UK Unveils Proposals For Deep Geological Repository By 2040
Written by NucNet
Wednesday, 07 July 2010
The UK’s Nuclear Decommissioning Authority (NDA) has published proposals to have a deep geological facility for radioactive waste operational by 2040 with site preparation potentially beginning in less than five years.
The NDA today outlined plans for storing the UK’s waste – left over at 34 sites from both the civilian and military nuclear industries – in an underground repository in a process that will take at least 30 more years.
The cost of developing such a facility is estimated at about four billion pounds (6 billion US dollars, 4.8 billion euro).
The NDA is now carrying out preparatory studies which could take five years. The authority said it is developing conceptual designs and the safety and environmental assessments for those designs.
The NDA also outlined proposals for closure of the repository, with disposal vaults and deposition tunnels being backfilled, underground openings sealed and the access ways backfilled and closed. This stage will take about 10 years.
The only areas to have expressed an interest in hosting the repository are two communities in Cumbria, near the existing Sellafield nuclear plant.
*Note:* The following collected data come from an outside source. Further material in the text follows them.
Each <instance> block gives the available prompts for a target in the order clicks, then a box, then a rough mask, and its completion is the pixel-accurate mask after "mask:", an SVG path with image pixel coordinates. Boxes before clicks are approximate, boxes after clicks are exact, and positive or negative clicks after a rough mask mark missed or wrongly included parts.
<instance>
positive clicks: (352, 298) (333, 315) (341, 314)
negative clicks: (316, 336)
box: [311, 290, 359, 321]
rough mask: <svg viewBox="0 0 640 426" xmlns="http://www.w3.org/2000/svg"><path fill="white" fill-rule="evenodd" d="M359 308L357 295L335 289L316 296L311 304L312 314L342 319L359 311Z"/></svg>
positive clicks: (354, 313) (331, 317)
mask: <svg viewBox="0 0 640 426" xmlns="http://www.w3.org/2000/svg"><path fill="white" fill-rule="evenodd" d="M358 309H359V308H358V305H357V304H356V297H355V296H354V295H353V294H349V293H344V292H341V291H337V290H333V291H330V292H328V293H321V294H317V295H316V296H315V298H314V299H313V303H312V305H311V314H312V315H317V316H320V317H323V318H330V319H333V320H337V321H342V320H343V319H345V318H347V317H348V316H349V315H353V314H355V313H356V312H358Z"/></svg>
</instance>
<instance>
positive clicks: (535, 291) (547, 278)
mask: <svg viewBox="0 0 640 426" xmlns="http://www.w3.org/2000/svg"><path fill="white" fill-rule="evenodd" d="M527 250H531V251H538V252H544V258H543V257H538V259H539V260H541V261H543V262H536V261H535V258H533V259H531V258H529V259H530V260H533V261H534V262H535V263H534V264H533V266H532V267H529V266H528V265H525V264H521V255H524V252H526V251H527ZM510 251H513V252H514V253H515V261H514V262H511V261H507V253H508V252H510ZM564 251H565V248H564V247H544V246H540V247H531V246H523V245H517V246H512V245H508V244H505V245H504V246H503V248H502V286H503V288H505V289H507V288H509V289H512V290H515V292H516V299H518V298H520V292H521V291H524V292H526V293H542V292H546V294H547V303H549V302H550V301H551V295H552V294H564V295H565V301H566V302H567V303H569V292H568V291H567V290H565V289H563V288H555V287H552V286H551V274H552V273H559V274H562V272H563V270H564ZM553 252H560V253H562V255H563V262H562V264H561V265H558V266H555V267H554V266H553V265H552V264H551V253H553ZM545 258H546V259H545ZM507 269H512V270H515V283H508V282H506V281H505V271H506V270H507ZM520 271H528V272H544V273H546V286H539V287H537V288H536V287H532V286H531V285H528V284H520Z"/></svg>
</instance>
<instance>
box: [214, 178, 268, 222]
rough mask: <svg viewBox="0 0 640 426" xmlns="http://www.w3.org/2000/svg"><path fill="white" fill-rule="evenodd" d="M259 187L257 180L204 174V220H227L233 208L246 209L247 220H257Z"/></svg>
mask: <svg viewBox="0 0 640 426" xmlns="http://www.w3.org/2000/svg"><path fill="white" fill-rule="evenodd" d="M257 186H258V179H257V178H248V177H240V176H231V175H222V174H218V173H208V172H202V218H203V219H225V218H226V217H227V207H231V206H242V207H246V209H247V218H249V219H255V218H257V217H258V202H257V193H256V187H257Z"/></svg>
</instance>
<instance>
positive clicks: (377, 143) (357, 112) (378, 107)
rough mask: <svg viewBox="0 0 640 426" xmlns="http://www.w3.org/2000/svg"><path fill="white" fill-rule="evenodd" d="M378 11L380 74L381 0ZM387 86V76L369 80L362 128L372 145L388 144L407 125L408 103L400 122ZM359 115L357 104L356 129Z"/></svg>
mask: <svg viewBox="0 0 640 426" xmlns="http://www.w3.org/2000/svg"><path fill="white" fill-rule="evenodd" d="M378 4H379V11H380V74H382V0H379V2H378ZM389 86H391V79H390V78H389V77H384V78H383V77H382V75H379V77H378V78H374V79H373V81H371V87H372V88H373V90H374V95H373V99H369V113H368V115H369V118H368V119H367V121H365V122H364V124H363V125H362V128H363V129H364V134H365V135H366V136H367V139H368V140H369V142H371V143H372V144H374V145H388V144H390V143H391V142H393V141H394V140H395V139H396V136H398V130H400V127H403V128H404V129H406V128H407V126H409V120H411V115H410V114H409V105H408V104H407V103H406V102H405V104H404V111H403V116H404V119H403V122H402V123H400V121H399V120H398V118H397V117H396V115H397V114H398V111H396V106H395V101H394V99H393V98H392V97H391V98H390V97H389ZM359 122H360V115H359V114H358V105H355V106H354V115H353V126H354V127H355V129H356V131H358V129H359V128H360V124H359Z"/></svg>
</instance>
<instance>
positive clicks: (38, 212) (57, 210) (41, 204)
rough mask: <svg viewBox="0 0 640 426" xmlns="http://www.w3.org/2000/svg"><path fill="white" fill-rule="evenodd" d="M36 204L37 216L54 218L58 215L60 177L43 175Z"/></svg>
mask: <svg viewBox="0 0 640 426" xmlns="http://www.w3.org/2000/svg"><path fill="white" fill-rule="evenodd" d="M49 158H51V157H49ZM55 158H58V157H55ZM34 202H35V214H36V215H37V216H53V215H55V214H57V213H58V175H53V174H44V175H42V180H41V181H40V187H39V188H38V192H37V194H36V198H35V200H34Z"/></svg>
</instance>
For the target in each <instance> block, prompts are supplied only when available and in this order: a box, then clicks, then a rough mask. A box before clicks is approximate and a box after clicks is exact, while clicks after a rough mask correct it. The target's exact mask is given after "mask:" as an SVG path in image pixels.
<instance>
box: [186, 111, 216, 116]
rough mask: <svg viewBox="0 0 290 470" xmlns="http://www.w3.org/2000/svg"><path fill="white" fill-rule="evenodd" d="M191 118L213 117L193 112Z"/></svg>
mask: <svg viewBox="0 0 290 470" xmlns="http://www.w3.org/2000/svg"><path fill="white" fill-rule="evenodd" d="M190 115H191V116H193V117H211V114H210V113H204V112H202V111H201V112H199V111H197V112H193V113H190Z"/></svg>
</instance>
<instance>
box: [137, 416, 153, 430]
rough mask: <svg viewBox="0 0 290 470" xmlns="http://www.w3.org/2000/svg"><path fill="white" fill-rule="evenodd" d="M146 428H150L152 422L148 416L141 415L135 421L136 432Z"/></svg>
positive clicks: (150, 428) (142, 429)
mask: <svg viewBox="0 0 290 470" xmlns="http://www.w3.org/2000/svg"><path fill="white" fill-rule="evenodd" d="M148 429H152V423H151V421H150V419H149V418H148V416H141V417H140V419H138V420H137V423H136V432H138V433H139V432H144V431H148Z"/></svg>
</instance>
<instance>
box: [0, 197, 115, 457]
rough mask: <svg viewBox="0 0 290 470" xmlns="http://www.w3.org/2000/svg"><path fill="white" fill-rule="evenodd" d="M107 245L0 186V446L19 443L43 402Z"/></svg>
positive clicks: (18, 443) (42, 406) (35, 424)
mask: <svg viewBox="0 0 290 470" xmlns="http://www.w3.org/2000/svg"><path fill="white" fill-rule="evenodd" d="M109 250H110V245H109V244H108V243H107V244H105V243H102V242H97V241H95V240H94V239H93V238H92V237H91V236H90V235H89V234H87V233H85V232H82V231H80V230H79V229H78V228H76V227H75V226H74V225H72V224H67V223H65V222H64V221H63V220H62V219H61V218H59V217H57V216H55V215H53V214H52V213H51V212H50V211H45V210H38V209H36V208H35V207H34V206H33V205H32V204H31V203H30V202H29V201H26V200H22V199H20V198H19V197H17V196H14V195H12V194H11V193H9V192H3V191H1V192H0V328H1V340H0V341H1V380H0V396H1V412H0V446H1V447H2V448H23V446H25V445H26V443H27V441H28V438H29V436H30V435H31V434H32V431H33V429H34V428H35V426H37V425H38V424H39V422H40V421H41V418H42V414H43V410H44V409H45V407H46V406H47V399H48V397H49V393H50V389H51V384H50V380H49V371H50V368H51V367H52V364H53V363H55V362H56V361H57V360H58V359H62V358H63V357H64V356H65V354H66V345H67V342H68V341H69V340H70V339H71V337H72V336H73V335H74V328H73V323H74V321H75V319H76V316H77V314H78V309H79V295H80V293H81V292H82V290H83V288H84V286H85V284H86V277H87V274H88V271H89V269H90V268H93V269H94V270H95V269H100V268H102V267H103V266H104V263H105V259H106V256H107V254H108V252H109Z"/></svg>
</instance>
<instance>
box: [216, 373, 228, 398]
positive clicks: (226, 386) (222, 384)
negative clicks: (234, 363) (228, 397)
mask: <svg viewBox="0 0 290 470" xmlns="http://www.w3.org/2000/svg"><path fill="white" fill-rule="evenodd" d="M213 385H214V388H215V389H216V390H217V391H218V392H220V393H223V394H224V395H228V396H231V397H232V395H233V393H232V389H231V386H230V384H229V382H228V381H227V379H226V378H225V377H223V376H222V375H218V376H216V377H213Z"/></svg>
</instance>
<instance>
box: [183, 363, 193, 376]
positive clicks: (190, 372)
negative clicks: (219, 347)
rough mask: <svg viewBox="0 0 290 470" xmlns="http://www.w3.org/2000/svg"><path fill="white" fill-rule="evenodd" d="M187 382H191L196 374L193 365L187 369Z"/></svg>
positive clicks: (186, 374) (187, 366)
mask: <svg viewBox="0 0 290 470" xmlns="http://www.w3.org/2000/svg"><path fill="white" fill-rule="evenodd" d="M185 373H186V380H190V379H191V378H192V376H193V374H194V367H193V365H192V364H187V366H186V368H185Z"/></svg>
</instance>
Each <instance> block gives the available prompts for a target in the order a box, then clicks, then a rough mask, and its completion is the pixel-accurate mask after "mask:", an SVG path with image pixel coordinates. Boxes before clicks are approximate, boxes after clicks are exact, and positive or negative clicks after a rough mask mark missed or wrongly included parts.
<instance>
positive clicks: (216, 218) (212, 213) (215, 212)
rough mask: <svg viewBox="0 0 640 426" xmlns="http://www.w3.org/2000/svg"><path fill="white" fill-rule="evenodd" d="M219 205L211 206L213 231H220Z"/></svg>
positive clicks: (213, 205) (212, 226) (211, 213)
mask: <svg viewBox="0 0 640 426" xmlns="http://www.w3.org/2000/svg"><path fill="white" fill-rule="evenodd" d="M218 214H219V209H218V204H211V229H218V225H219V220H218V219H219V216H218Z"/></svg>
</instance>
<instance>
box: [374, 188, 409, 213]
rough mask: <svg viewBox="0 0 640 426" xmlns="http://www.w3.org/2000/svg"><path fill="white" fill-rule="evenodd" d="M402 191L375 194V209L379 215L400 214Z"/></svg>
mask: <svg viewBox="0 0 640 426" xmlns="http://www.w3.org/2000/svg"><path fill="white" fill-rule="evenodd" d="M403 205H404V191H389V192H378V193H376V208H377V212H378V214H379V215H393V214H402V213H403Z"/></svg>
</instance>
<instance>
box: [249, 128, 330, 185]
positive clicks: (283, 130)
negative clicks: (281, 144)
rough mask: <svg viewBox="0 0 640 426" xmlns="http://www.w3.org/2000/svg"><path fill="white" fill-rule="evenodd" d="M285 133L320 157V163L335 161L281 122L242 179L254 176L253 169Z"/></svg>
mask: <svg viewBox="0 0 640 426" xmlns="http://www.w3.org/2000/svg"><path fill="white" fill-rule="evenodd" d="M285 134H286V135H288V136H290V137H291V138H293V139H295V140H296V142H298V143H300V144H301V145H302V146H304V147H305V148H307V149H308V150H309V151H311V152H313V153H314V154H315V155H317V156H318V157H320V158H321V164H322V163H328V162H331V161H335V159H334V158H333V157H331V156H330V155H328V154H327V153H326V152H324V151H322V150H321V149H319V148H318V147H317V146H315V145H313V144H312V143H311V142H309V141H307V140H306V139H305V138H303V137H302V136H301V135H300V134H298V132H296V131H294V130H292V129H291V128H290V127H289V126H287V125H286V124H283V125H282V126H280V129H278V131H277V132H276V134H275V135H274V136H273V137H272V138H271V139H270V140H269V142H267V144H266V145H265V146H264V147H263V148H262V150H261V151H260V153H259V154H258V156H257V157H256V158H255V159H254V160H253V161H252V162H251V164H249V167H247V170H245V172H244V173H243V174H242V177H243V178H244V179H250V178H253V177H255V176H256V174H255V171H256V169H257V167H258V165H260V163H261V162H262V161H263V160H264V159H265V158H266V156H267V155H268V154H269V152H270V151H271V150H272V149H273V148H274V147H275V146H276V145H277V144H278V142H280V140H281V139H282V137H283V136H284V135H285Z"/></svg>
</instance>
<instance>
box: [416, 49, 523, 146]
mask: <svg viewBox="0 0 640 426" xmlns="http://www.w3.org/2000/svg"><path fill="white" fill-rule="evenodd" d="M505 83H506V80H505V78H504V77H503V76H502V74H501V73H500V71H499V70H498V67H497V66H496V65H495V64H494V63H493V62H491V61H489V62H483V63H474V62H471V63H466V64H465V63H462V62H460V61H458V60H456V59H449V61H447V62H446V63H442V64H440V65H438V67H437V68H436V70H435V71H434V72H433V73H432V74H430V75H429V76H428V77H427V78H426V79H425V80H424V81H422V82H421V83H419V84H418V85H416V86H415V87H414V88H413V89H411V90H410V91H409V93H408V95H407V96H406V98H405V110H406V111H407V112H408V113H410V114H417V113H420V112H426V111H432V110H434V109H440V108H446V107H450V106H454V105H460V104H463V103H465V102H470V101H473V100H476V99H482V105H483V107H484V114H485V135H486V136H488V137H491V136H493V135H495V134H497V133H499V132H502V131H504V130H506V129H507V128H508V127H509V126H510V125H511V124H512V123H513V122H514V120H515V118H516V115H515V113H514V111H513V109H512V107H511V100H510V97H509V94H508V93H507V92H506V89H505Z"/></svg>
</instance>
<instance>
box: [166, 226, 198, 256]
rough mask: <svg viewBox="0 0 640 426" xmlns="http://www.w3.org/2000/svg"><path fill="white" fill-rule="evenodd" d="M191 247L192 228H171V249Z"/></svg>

Under government rules, councils willing to host the facility must come forward voluntarily and any site must have the approval of the local community.
Bruce McKirdy, managing director of NDA’s radioactive waste management directorate, said: “We are some time away from construction and operation of a geological disposal facility, but our work also supports the government’s site selection process.
“This allows us to provide as much information as possible to those communities who are interested in potentially hosting a facility,” he said.